Jimmi wanted my Saaz Ale recipie

It is rather nice actually, and much different to and English or Australian Pale

Saaz Pale

A ProMash Recipe Report

Recipe Specifics
----------------

Batch Size (L): 22.50 Wort Size (L): 22.50
Total Grain (kg): 4.30
Anticipated OG: 1.045 Plato: 11.14
Anticipated EBC: 14.9
Anticipated IBU: 29.0
Brewhouse Efficiency: 75 %
Wort Boil Time: 60 Minutes


Grain/Extract/Sugar

% Amount Name Origin Potential EBC
-----------------------------------------------------------------------------
46.5 2.00 kg. JWM Export Pilsner Australia 1.037 3
41.9 1.80 kg. JWM Traditional Ale Malt Australia 1.038 7
4.7 0.20 kg. JWM Caramalt Australia 1.036 56
2.3 0.10 kg. JWM Dark Crystal Australia 1.036 220
4.7 0.20 kg. JWM Dark Munich Australia 1.039 25

Potential represented as SG per pound per gallon.


Hops

Amount Name Form Alpha IBU Boil Time
-----------------------------------------------------------------------------
50.00 g. Czech Saaz Pellet 3.30 24.1 60 min.
20.00 g. Czech Saaz Pellet 3.30 3.2 20 min.
20.00 g. Czech Saaz Pellet 3.30 1.6 5 min.


Yeast
-----


----------



## Mr Bond (5/7/06)

Ducatiboy stu said:


> Jimmi wanted my Saaz Ale recipie
> 
> 
> 
> ...



????????????????Which one??????????????


----------



## jimi (5/7/06)

Brauluver said:


> Ducatiboy stu said:
> 
> 
> > Jimmi wanted my Saaz Ale recipie
> ...




Cheers Ducatiboy stu
I love the hop and am always looking for an excuse to use it. The recipe looks the goods, looking forward giving it a burl. much appreciated :beerbang: :beer:


----------



## Ducatiboy stu (5/7/06)

Yeast
-----
[/quote]

????????????????Which one??????????????
[/quote]


C'Mon Braulover, a brewer has to have some secrets...... B) 

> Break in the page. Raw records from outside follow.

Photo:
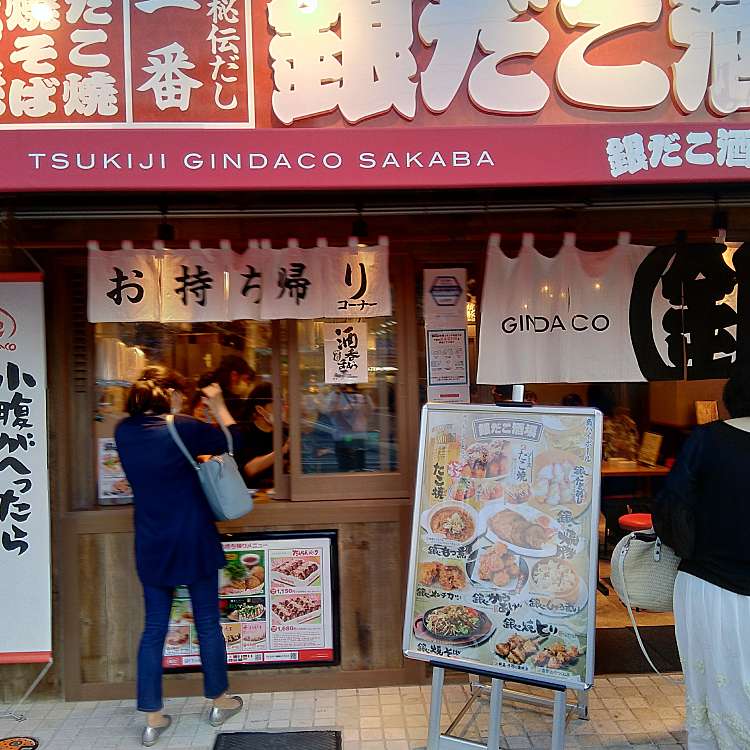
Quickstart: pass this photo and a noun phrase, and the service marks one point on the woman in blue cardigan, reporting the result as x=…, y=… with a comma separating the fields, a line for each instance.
x=176, y=541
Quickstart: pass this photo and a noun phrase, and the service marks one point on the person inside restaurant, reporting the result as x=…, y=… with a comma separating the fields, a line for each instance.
x=349, y=412
x=620, y=437
x=236, y=378
x=257, y=459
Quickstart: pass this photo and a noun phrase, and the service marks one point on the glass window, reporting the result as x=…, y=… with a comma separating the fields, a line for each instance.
x=349, y=428
x=245, y=350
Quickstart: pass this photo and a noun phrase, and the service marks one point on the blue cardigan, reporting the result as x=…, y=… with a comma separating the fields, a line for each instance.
x=176, y=541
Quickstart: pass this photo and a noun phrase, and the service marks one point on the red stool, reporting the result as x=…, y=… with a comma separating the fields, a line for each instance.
x=636, y=522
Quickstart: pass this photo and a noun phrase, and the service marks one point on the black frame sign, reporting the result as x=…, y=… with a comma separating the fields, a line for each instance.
x=279, y=602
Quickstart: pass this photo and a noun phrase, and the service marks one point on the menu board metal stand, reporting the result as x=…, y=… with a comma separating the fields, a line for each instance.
x=436, y=740
x=504, y=561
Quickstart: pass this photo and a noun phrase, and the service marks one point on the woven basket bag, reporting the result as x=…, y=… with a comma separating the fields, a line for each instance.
x=644, y=571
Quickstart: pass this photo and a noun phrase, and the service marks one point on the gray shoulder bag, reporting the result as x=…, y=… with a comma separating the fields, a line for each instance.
x=220, y=479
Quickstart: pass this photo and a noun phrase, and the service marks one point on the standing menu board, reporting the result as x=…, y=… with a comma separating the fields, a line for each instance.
x=503, y=568
x=278, y=601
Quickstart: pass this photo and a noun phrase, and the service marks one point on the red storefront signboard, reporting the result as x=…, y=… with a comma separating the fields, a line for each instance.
x=284, y=94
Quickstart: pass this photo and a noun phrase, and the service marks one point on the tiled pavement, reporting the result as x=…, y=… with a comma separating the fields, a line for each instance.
x=625, y=712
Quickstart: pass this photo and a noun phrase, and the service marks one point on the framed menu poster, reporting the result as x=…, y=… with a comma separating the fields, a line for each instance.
x=503, y=568
x=278, y=597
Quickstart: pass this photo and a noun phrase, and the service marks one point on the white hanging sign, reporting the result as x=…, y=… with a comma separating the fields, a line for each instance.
x=123, y=285
x=444, y=295
x=345, y=352
x=292, y=284
x=25, y=583
x=357, y=282
x=245, y=284
x=194, y=286
x=560, y=319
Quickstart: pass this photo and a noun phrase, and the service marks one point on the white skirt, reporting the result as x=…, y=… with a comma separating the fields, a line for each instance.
x=713, y=636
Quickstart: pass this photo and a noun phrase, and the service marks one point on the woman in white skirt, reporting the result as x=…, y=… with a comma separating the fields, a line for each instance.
x=704, y=515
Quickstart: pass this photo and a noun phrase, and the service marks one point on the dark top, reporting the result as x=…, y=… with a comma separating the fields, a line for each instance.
x=176, y=541
x=255, y=442
x=703, y=512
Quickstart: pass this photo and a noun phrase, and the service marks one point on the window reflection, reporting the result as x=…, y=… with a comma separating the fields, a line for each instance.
x=349, y=428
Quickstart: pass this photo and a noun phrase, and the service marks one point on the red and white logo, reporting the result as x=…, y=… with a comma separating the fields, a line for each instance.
x=8, y=327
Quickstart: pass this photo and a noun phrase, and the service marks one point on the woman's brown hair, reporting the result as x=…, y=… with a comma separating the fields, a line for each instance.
x=151, y=392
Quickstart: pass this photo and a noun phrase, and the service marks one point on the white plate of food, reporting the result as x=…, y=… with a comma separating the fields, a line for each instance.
x=488, y=459
x=296, y=571
x=495, y=565
x=556, y=474
x=559, y=652
x=451, y=522
x=524, y=529
x=443, y=576
x=297, y=609
x=556, y=589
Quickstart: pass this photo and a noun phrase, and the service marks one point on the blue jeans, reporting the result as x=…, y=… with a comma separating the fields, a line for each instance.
x=158, y=600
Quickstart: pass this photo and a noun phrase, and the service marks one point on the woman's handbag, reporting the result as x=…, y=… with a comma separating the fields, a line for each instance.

I will give you a hint.....they have a barmy army.... :chug:


----------



## Tony (5/7/06)

I recon i know which one 

Recipe looks good mate, you sure like that 50/50 ale/pils combo dont ya.

cheers


----------



## Ducatiboy stu (5/7/06)

Tony


....Actually, you dont know this yeast. It was a yeast I got from Ross.. 

A Nice yeast

The 50/50 pils/ale combo gives it a nice light pale look...

If I had more Saaz I would have taken the first hopping to 30 IBU....

**NOTE to ROSS..... SAAZ Hops are to small in packaging....need 2KG...****


----------



## Tony (6/7/06)

Ahhhhhhh how mysterious of you 

have you ttried a 50/50 with pils and light munich.

thats nice too, better than JW ale i recon but thats me 

cheers mate.


----------